Subnet 27 and Bittensor

NI Compute is powered by the Bittensor network. Bittensor is a blockchain that incentivizes resource providers (miners) who contribute machine intelligence services. In SN27, the resource is GPU-based compute, which is crucial for training and running machine learning workloads.


Key Resources

Note: We do not support container-based (dockerized) GPU platforms such as Runpod, VastAI, or Lambda. We strongly encourage providing your own hardware. If you cannot supply hardware in-house, recommended GPU providers include:

  • Oracle
  • Coreweave
  • FluidStack
  • Latitude.sh (referral code: BITTENSOR27)
  • Oblivus (referral code: BITTENSOR27 for 2% cashback)

Miner vs. Validator Overview

Miner Overview Diagram

Miner

  • Role: Contribute resources (GPU instances) to the network.
  • Rewards: Performance-based. Higher-performance devices with more GPUs receive higher rewards.
  • Key Requirements:
    • GPU(s) with up-to-date drivers.
    • Properly opened ports. E.g. 4444 for validator allocations, 8091 for serving the axon.
    • A registered wallet hotkey on the correct Bittensor subnet (netuid 27 for main, or netuid 15 for test).

Validator

  • Role: Verifies the miners' computational integrity, assigns performance scores, and dynamically allocates resources to clients.
  • Actions:
    • Requests performance data (e.g., GPU type, memory) from miners.
    • Benchmarks or runs tasks to confirm advertised hardware.
    • Updates scores that determine miners’ reward weights.
  • Key Requirements:
    • A registered wallet hotkey on the correct Bittensor subnet (netuid 27 for main, or netuid 15 for test).
    • Up-to-date code to ensure accurate scoring.

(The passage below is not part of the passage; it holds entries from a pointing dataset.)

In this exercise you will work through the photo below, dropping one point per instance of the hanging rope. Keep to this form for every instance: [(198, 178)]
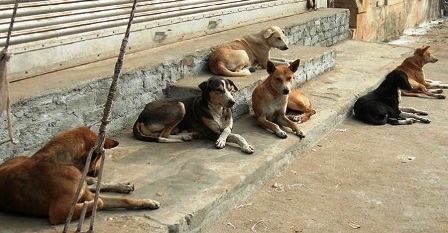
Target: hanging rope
[(5, 101), (99, 144)]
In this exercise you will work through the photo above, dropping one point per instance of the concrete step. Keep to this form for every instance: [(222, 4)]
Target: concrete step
[(44, 105), (197, 183)]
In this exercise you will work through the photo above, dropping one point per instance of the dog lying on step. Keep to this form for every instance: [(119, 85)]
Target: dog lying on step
[(381, 105), (45, 183), (413, 67), (270, 99), (207, 116), (232, 59)]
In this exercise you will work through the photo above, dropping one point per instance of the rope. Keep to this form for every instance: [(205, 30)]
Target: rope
[(99, 144), (4, 84)]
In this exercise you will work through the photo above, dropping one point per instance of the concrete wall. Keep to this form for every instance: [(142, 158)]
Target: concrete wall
[(37, 120), (384, 20)]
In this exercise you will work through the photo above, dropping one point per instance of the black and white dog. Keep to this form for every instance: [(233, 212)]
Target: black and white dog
[(207, 116), (381, 105)]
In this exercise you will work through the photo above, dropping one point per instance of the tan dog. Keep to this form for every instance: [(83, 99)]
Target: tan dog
[(45, 183), (299, 107), (413, 68), (248, 52), (206, 116), (270, 99)]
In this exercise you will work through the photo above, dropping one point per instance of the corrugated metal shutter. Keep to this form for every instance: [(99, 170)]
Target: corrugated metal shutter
[(50, 35)]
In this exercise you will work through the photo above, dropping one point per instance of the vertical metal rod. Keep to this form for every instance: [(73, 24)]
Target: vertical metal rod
[(83, 215)]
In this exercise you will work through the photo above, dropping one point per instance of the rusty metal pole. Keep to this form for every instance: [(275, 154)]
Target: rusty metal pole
[(4, 84)]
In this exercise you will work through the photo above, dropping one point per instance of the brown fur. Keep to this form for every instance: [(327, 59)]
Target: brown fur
[(270, 99), (45, 183), (247, 52), (207, 116), (413, 68), (298, 103)]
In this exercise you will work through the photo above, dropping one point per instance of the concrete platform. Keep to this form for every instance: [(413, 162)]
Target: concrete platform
[(197, 183)]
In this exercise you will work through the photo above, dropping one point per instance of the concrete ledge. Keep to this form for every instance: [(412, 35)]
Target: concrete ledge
[(45, 105), (197, 183)]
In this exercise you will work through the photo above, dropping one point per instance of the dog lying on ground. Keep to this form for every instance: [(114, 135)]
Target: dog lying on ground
[(247, 52), (299, 107), (270, 99), (45, 183), (381, 105), (413, 67), (207, 116)]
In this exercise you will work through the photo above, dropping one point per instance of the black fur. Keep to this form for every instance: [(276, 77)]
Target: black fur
[(381, 105)]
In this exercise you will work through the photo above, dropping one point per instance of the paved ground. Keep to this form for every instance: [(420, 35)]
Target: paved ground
[(382, 179), (363, 178)]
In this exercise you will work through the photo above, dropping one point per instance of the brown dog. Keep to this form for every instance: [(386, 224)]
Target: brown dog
[(270, 99), (299, 107), (45, 183), (248, 52), (413, 68), (207, 116)]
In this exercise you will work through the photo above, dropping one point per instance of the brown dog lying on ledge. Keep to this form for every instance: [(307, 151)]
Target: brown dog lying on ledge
[(45, 183)]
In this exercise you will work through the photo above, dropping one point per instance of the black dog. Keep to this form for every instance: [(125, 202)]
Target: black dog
[(207, 116), (381, 105)]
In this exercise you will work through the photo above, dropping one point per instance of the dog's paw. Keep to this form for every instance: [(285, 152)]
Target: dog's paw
[(425, 120), (187, 138), (297, 119), (281, 134), (220, 143), (126, 187), (248, 149), (407, 121), (300, 134), (422, 113), (437, 91)]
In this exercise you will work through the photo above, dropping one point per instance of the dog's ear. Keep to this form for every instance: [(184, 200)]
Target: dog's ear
[(268, 33), (232, 84), (203, 86), (294, 65), (270, 67), (109, 143)]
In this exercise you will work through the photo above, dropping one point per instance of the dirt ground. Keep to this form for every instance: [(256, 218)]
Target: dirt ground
[(362, 178)]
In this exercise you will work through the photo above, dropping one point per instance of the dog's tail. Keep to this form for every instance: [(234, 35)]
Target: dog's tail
[(147, 138), (221, 69)]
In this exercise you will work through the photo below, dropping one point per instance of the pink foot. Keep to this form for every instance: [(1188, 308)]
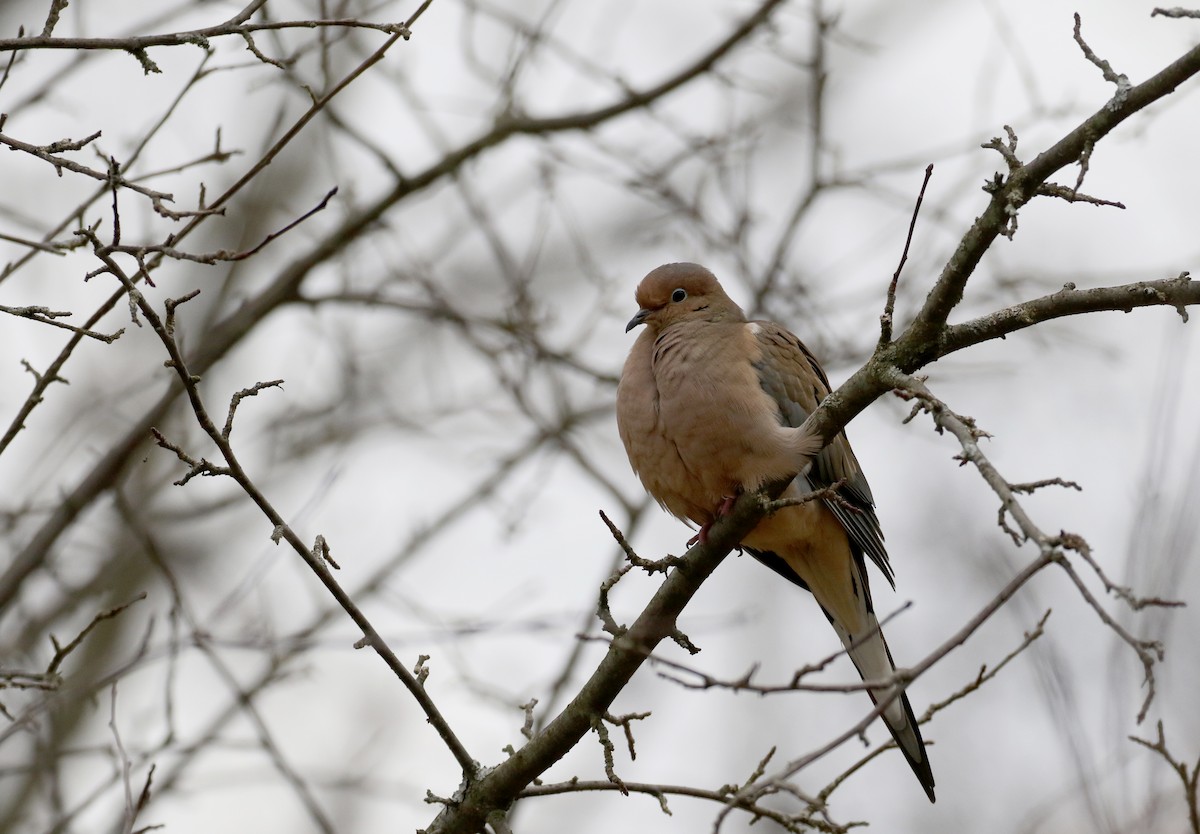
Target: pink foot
[(724, 509)]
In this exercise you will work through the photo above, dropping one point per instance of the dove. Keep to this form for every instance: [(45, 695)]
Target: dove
[(711, 406)]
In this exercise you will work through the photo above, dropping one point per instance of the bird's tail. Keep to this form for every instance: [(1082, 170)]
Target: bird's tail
[(873, 659)]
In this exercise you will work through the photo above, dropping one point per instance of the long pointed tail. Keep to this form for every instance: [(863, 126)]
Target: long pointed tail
[(873, 659)]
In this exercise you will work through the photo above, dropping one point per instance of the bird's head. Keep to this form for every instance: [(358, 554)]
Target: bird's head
[(675, 293)]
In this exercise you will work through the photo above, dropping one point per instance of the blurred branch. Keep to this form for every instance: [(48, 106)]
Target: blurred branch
[(1189, 778)]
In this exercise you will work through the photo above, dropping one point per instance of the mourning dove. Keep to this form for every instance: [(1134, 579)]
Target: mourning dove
[(709, 406)]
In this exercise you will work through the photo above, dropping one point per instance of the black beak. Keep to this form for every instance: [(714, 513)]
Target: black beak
[(637, 319)]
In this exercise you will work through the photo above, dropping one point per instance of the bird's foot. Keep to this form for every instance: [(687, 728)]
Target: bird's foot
[(723, 510)]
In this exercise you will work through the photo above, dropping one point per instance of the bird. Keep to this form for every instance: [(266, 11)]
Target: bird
[(711, 406)]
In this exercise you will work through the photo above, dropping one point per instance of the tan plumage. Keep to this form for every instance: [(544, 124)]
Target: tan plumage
[(709, 406)]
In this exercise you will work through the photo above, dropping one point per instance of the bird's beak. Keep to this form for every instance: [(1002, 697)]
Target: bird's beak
[(637, 319)]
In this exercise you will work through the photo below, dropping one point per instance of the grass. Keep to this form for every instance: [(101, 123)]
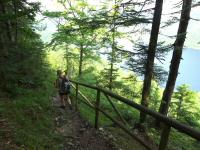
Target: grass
[(31, 118)]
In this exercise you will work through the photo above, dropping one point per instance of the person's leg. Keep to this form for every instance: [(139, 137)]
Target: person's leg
[(62, 99), (69, 101)]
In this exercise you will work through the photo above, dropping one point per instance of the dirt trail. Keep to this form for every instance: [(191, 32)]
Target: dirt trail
[(78, 134)]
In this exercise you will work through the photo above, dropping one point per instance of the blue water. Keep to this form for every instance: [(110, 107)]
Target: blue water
[(189, 70)]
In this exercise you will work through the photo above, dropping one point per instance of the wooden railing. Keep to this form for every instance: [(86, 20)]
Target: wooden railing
[(168, 123)]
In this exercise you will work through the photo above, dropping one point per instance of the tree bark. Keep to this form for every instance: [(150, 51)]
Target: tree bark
[(81, 60), (150, 57), (176, 58)]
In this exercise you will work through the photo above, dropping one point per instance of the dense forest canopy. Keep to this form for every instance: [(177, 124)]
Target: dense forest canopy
[(117, 45)]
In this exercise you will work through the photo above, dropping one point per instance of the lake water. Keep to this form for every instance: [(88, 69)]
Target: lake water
[(189, 70)]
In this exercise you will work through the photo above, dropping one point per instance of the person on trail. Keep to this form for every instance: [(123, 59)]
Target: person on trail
[(67, 86), (58, 85)]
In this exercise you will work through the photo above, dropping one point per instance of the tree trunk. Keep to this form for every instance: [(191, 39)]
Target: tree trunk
[(150, 57), (81, 60), (176, 58)]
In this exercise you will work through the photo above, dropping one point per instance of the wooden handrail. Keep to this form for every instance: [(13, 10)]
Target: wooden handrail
[(166, 120)]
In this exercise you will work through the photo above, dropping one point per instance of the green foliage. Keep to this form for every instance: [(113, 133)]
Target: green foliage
[(184, 106), (21, 48), (31, 118)]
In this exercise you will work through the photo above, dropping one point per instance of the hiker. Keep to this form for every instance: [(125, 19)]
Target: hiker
[(67, 88), (58, 85)]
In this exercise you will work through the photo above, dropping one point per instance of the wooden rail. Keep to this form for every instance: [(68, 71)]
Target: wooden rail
[(166, 121)]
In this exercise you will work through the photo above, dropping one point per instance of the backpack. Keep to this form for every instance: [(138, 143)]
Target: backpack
[(65, 85)]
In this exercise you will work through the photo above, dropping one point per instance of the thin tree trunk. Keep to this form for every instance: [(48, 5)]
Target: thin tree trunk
[(81, 60), (151, 55), (176, 58), (67, 59)]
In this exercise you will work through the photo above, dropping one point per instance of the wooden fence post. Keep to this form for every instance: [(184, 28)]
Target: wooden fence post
[(76, 99), (97, 109), (164, 137)]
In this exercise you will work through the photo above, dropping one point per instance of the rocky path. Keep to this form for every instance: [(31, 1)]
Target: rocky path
[(77, 133)]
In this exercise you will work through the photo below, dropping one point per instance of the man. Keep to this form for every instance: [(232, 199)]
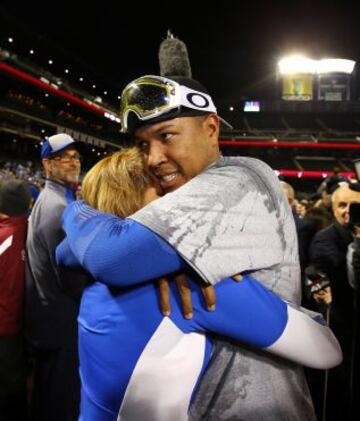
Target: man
[(223, 216), (14, 204), (52, 297), (328, 254)]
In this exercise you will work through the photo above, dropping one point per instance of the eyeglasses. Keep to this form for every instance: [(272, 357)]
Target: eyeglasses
[(66, 159), (152, 96)]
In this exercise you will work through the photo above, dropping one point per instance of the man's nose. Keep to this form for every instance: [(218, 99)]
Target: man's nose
[(157, 154)]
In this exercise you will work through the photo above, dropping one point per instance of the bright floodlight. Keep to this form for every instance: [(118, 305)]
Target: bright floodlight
[(335, 65), (296, 64)]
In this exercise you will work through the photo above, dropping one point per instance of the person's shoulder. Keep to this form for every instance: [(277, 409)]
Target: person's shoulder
[(326, 233)]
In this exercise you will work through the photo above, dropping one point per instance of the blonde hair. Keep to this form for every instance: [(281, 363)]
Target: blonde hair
[(117, 183)]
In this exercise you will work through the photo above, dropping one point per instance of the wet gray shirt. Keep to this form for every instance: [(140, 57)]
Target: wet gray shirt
[(232, 218)]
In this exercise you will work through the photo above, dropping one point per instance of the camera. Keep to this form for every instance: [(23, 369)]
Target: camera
[(354, 212)]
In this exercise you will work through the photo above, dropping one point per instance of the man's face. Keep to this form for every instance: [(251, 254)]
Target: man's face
[(177, 150), (341, 203), (64, 167)]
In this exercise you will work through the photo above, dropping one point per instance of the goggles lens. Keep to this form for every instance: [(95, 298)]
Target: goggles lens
[(151, 96)]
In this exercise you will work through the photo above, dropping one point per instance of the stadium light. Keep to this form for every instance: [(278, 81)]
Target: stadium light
[(335, 65), (296, 64)]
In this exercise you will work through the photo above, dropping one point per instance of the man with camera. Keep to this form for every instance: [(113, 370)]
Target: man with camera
[(328, 255)]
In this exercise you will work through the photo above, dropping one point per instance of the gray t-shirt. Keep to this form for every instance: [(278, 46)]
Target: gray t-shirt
[(234, 218)]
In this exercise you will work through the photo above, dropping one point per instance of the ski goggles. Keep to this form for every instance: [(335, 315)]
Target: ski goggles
[(152, 96)]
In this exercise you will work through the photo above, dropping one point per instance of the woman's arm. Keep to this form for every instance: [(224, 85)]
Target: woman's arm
[(250, 313), (115, 251)]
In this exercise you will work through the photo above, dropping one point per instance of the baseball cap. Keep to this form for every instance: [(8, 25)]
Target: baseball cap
[(152, 99), (57, 143), (15, 198)]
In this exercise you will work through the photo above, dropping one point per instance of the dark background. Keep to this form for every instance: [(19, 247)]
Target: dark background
[(233, 46)]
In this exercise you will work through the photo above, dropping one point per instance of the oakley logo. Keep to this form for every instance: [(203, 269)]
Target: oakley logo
[(198, 100)]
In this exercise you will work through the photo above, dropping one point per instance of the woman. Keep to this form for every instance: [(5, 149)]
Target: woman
[(140, 365)]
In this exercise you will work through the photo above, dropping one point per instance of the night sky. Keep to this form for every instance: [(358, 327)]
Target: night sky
[(233, 49)]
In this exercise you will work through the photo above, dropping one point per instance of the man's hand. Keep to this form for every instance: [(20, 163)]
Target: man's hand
[(323, 296), (184, 289), (185, 295)]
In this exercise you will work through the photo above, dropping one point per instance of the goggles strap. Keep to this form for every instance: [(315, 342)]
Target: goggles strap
[(196, 100)]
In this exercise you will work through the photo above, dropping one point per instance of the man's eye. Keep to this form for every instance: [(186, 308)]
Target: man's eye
[(142, 145), (167, 136)]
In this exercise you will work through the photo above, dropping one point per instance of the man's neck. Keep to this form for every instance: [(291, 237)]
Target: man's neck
[(63, 183)]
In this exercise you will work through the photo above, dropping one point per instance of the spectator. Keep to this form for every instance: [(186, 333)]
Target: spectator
[(52, 296), (328, 254), (14, 204)]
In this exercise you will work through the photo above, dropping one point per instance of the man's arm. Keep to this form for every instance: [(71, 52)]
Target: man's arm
[(115, 251)]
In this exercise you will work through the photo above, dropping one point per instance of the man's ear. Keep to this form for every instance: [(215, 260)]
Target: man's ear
[(47, 166), (212, 125)]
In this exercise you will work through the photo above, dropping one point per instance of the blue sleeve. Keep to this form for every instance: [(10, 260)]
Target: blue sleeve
[(116, 251), (245, 311), (65, 257)]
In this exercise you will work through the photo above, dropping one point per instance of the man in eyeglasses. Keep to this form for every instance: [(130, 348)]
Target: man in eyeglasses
[(224, 216), (52, 296)]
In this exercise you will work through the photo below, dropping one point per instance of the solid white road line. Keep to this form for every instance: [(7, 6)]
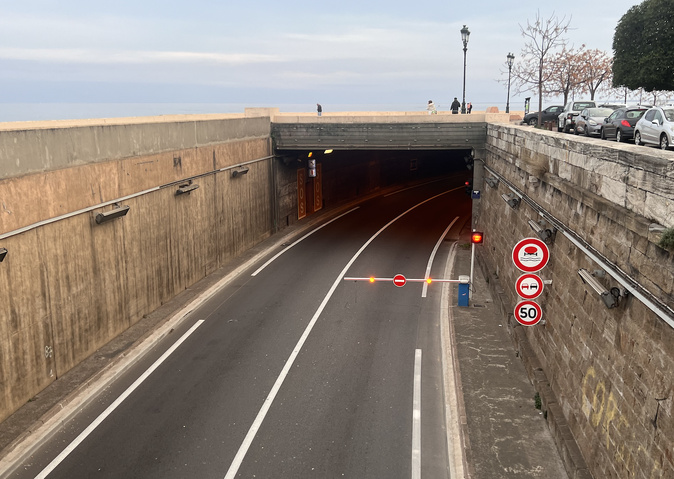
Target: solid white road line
[(266, 405), (255, 273), (454, 433), (424, 290), (416, 418), (83, 435)]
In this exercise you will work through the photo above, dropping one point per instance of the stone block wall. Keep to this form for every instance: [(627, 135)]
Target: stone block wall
[(605, 374)]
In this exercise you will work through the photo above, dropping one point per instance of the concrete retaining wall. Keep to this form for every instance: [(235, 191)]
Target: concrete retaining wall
[(605, 375), (69, 286)]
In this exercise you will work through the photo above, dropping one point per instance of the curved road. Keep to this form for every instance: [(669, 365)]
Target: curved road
[(290, 371)]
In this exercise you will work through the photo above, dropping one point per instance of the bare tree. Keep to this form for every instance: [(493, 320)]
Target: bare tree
[(542, 38), (597, 69), (565, 74)]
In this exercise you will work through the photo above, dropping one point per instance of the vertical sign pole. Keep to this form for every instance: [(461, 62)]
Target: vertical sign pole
[(472, 262)]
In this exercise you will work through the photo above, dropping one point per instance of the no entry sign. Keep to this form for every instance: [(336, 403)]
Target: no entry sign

Installation and Prerequisites

System Requirements

  • Operating System: Ubuntu 22.04 (recommended) or higher.
  • Python: 3.10 or higher.
  • GPU: NVIDIA GPU (recommended).

Important: Each UID is limited to one external IP. Port 4444 is to be opened for your miner to be allocated properly. Automatic blacklisting occurs for anomalous behavior.

Install Docker

A Docker environment is required for miner resource allocation:

  1. Install Docker on Ubuntu: Official Docs

  2. Verify Docker:

    docker run hello-world

    This should display a confirmation message with no errors.

Install Bittensor

  1. Run the one-line installer:
    /bin/bash -c "$(curl -fsSL https://raw.githubusercontent.com/opentensor/bittensor/master/scripts/install.sh)"
  2. Verify Installation:
    btcli --help
    If you get a command-not-found error, add Bittensor to your PATH:
    echo 'export PATH=$PATH:$(python3 -m site --user-base)/bin' >> ~/.bashrc
    source ~/.bashrc

which will give you an output similar to below:

usage: btcli <command> <command args>

bittensor cli v6.9.4

positional arguments:
  {subnets,s,subnet,root,r,roots,wallet,w,wallets,stake,st,stakes,sudo,su,sudos,legacy,l,info,i}
    subnets (s, subnet)
                        Commands for managing and viewing subnetworks.
    root (r, roots)     Commands for managing and viewing the root network.
    wallet (w, wallets)
                        Commands for managing and viewing wallets.
    stake (st, stakes)  Commands for staking and removing stake from hotkey accounts.
    sudo (su, sudos)    Commands for subnet management
    legacy (l)          Miscellaneous commands.
    info (i)            Instructions for enabling autocompletion for the CLI.

options:
  -h, --help            show this help message and exit
  --print-completion {bash,zsh,tcsh}
                        Print shell tab completion script

See Bittensor’s documentation for alternative installation instructions. Bittensor Documentation

Create or Regenerate Keys

  1. Create new coldkey (stores funds):
    btcli w new_coldkey
  2. Create new hotkey (used for daily operations e.g. mining/validating/registration):
    btcli w new_hotkey
  3. Regenerate existing keys if needed (to import them on this machine):
    btcli w regen_coldkeypub #see below
    btcli w regen_coldkey
    btcli w regen_hotkey

Tip: For security, you can generate your coldkey on a secure offline machine and only load the public portion onto your miner or validator servers.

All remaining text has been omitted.